FILE PHOTO: A woman holds a bag with the logo of Albert Heijn, operated by Ahold Delhaize, the Dutch-Belgian supermarket operator, in Eindhoven, Netherlands, January 23, 2019. REUTERS/Eva Plevier/File Photo
AMSTERDAM (Reuters) – Food retailer Ahold Delhaize (AD.AS) reported a 3% rise in fourth-quarter core earnings on Wednesday helped by its Food Lion and Hannaford U.S. grocery chains.
It forecast 2020 margins “broadly in line” with last year and mid-single-digit growth in underlying earnings per share.
Underlying operating income rose to 765 million euros ($834 million) for the three months to Dec. 31 from 743 million. Sales rose 5.5% to 17.4 billion euros, helped by a strong dollar.
The results were in line with the profit of 762 million euros on sales of 17.3 billion forecast by analysts, Refinitiv Eikon data showed.
“Total results ended with a strong fourth quarter and good closure of the year.
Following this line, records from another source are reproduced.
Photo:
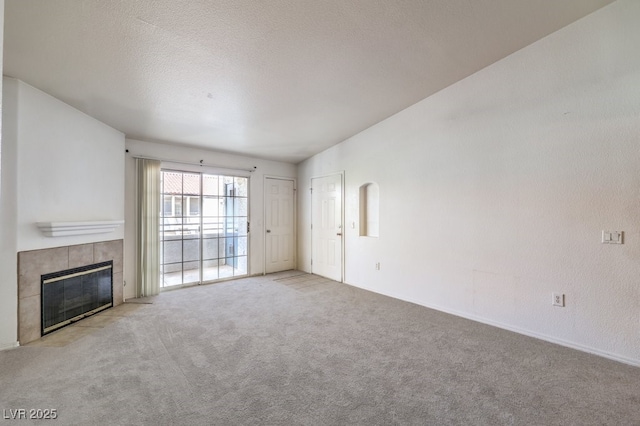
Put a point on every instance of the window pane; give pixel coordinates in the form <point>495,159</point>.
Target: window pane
<point>212,206</point>
<point>210,270</point>
<point>201,218</point>
<point>210,248</point>
<point>241,246</point>
<point>172,251</point>
<point>240,266</point>
<point>191,184</point>
<point>240,225</point>
<point>210,185</point>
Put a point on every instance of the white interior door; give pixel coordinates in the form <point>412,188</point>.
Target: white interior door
<point>326,226</point>
<point>279,225</point>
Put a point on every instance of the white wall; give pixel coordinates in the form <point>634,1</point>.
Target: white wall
<point>8,272</point>
<point>494,191</point>
<point>58,164</point>
<point>175,153</point>
<point>70,168</point>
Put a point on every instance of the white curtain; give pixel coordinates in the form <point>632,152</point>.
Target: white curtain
<point>148,210</point>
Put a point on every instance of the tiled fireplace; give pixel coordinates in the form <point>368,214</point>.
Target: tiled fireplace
<point>33,264</point>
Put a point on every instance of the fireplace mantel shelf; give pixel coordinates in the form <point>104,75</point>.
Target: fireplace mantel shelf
<point>65,229</point>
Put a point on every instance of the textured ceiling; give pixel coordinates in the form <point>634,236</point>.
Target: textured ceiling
<point>277,79</point>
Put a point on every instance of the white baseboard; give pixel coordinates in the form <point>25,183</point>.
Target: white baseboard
<point>5,346</point>
<point>546,338</point>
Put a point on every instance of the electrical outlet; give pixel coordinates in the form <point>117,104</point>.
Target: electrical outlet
<point>558,299</point>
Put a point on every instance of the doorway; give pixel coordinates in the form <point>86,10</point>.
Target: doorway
<point>279,225</point>
<point>326,226</point>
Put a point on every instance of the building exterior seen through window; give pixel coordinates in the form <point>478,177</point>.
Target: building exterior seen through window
<point>203,227</point>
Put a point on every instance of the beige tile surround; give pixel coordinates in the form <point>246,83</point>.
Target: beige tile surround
<point>33,264</point>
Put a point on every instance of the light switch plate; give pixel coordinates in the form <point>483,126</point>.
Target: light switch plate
<point>612,237</point>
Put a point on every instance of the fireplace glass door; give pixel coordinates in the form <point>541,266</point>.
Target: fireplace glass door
<point>203,227</point>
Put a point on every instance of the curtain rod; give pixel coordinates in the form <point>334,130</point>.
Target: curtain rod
<point>201,163</point>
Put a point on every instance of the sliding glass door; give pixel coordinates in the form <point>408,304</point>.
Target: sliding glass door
<point>203,230</point>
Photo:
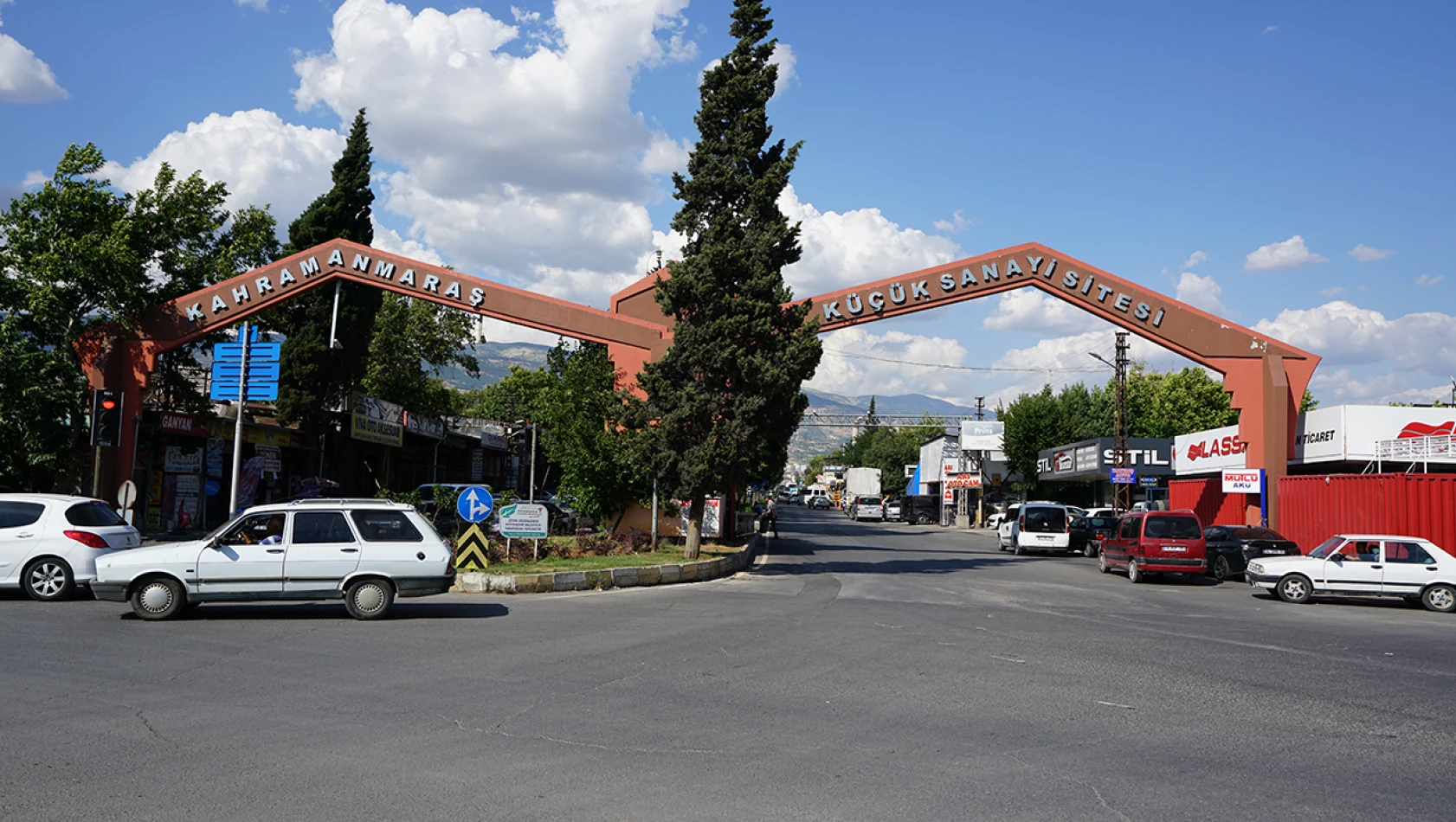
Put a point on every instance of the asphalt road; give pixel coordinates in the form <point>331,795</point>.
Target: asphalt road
<point>865,671</point>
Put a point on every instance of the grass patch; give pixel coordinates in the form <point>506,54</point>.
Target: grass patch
<point>667,555</point>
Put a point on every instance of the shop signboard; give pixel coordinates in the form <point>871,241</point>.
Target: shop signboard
<point>527,521</point>
<point>183,460</point>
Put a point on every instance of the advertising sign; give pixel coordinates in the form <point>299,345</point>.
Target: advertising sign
<point>1240,480</point>
<point>982,435</point>
<point>183,460</point>
<point>525,521</point>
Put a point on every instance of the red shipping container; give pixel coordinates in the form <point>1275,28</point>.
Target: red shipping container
<point>1206,498</point>
<point>1408,505</point>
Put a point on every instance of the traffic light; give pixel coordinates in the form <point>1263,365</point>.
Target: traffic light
<point>106,418</point>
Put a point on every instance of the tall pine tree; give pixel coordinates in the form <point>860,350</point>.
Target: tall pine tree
<point>316,379</point>
<point>725,397</point>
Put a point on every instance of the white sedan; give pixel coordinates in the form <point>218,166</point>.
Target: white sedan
<point>50,542</point>
<point>1363,565</point>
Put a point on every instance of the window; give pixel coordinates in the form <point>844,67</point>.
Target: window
<point>1407,553</point>
<point>386,527</point>
<point>1172,529</point>
<point>19,514</point>
<point>320,527</point>
<point>93,514</point>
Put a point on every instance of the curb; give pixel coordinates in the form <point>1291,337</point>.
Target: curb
<point>482,582</point>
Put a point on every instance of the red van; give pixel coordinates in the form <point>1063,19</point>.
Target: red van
<point>1155,542</point>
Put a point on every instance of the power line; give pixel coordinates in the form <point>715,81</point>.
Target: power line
<point>956,367</point>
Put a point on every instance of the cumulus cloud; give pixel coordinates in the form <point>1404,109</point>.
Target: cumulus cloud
<point>262,160</point>
<point>23,76</point>
<point>1195,260</point>
<point>1289,255</point>
<point>1033,310</point>
<point>855,247</point>
<point>1366,254</point>
<point>860,363</point>
<point>1202,292</point>
<point>1347,335</point>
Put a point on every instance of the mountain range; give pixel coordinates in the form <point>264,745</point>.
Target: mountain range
<point>497,358</point>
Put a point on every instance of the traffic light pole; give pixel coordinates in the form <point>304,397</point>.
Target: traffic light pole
<point>238,431</point>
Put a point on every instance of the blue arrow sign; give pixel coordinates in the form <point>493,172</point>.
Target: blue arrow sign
<point>475,504</point>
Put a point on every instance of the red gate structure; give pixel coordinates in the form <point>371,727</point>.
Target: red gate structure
<point>1264,376</point>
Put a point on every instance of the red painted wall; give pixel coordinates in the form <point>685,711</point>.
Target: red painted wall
<point>1206,498</point>
<point>1410,505</point>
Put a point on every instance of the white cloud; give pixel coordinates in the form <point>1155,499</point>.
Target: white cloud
<point>262,160</point>
<point>1202,292</point>
<point>860,363</point>
<point>1282,256</point>
<point>1033,310</point>
<point>1366,254</point>
<point>855,247</point>
<point>956,224</point>
<point>1347,335</point>
<point>25,77</point>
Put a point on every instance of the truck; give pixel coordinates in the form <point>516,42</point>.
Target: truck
<point>860,482</point>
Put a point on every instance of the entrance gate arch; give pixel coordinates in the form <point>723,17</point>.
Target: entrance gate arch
<point>1264,377</point>
<point>121,356</point>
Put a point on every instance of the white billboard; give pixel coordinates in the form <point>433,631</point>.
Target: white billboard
<point>979,435</point>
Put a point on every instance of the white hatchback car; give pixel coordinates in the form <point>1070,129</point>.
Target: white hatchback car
<point>1364,565</point>
<point>364,552</point>
<point>50,542</point>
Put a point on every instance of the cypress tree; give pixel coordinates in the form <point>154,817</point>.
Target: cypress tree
<point>316,379</point>
<point>725,397</point>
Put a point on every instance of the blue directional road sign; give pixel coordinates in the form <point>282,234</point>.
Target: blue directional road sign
<point>475,504</point>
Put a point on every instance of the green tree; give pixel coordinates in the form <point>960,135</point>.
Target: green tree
<point>316,379</point>
<point>77,255</point>
<point>584,438</point>
<point>724,401</point>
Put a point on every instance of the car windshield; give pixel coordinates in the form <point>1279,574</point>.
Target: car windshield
<point>1172,529</point>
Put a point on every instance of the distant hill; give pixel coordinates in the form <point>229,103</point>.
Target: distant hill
<point>497,358</point>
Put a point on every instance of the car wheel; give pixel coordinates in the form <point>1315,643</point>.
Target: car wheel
<point>1440,598</point>
<point>1295,588</point>
<point>369,600</point>
<point>48,580</point>
<point>159,598</point>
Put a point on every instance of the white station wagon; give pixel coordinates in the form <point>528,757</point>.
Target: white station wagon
<point>1363,565</point>
<point>363,550</point>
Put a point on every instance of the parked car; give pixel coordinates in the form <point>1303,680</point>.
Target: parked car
<point>869,508</point>
<point>1035,527</point>
<point>1231,548</point>
<point>50,543</point>
<point>1086,533</point>
<point>364,552</point>
<point>1155,542</point>
<point>1363,565</point>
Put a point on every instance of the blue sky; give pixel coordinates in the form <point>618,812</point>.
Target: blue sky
<point>1283,164</point>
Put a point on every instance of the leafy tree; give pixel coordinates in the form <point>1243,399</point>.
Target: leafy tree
<point>724,401</point>
<point>316,379</point>
<point>76,255</point>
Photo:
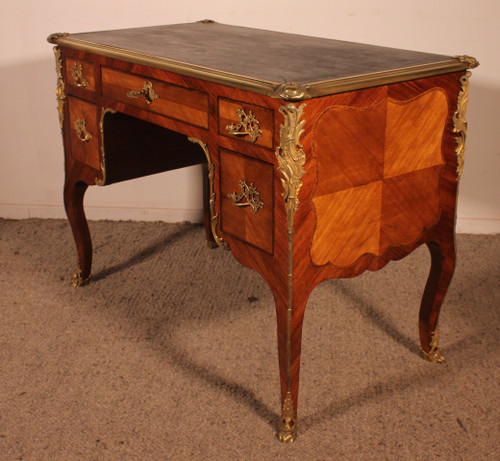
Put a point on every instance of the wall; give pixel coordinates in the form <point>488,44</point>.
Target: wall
<point>31,168</point>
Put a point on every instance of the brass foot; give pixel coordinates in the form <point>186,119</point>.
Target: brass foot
<point>288,424</point>
<point>434,355</point>
<point>78,280</point>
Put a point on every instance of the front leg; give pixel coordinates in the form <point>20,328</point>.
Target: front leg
<point>290,320</point>
<point>442,267</point>
<point>74,192</point>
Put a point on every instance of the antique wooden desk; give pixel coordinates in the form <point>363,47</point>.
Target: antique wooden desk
<point>323,158</point>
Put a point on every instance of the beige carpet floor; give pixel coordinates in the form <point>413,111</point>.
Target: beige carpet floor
<point>170,354</point>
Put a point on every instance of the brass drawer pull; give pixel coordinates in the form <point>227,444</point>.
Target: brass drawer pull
<point>81,130</point>
<point>77,74</point>
<point>147,91</point>
<point>250,193</point>
<point>247,126</point>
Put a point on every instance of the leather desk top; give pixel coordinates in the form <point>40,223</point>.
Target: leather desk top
<point>260,60</point>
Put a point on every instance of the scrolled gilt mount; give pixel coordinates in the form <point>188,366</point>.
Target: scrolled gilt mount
<point>81,130</point>
<point>247,126</point>
<point>248,193</point>
<point>78,77</point>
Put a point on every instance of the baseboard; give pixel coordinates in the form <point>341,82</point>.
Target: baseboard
<point>100,213</point>
<point>478,226</point>
<point>464,225</point>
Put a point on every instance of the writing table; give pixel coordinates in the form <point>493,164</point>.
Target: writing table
<point>322,158</point>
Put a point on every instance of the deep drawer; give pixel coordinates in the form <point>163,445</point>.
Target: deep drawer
<point>84,132</point>
<point>247,199</point>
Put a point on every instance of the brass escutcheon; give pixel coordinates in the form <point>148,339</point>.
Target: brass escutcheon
<point>77,74</point>
<point>250,194</point>
<point>147,91</point>
<point>247,126</point>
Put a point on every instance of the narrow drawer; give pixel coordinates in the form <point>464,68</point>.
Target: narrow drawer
<point>173,101</point>
<point>84,132</point>
<point>247,122</point>
<point>80,73</point>
<point>247,199</point>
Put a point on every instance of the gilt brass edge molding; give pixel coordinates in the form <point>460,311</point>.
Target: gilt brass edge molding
<point>291,160</point>
<point>357,82</point>
<point>190,70</point>
<point>460,123</point>
<point>289,91</point>
<point>214,216</point>
<point>102,180</point>
<point>471,62</point>
<point>60,89</point>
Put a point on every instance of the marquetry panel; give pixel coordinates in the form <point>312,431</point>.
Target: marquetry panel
<point>246,122</point>
<point>84,132</point>
<point>242,222</point>
<point>173,101</point>
<point>378,176</point>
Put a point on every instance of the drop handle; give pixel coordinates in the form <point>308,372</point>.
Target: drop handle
<point>147,91</point>
<point>247,126</point>
<point>249,196</point>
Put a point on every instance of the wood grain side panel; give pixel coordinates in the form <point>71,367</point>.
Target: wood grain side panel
<point>348,224</point>
<point>173,101</point>
<point>410,204</point>
<point>349,145</point>
<point>414,133</point>
<point>401,153</point>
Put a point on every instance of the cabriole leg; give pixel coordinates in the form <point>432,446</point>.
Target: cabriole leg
<point>73,202</point>
<point>442,267</point>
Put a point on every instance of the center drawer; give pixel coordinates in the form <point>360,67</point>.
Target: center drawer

We are, across the numbers, indeed better than consensus, so we are pretty happy with the results,” CEO Frans Muller told Reuters in a phone call.
“On coronavirus, we don’t see that much impact. We don’t have Asian business ourselves, apart from a smaller business in Indonesia.”
In the U.S. market, its largest, where it is concentrated in the eastern United States and also operates the Stop & Shop and Giant chains, comparable sales grew 2.3%, with online sales growth of more than 20%.
The company said it would reach 7 billion euros in group online sales by 2021.
In the Netherlands, where it runs the dominant Albert Heijn chain, comparable sales rose 4.3% and the company said it had won market share for the first time in several quarters, though it did not say how much.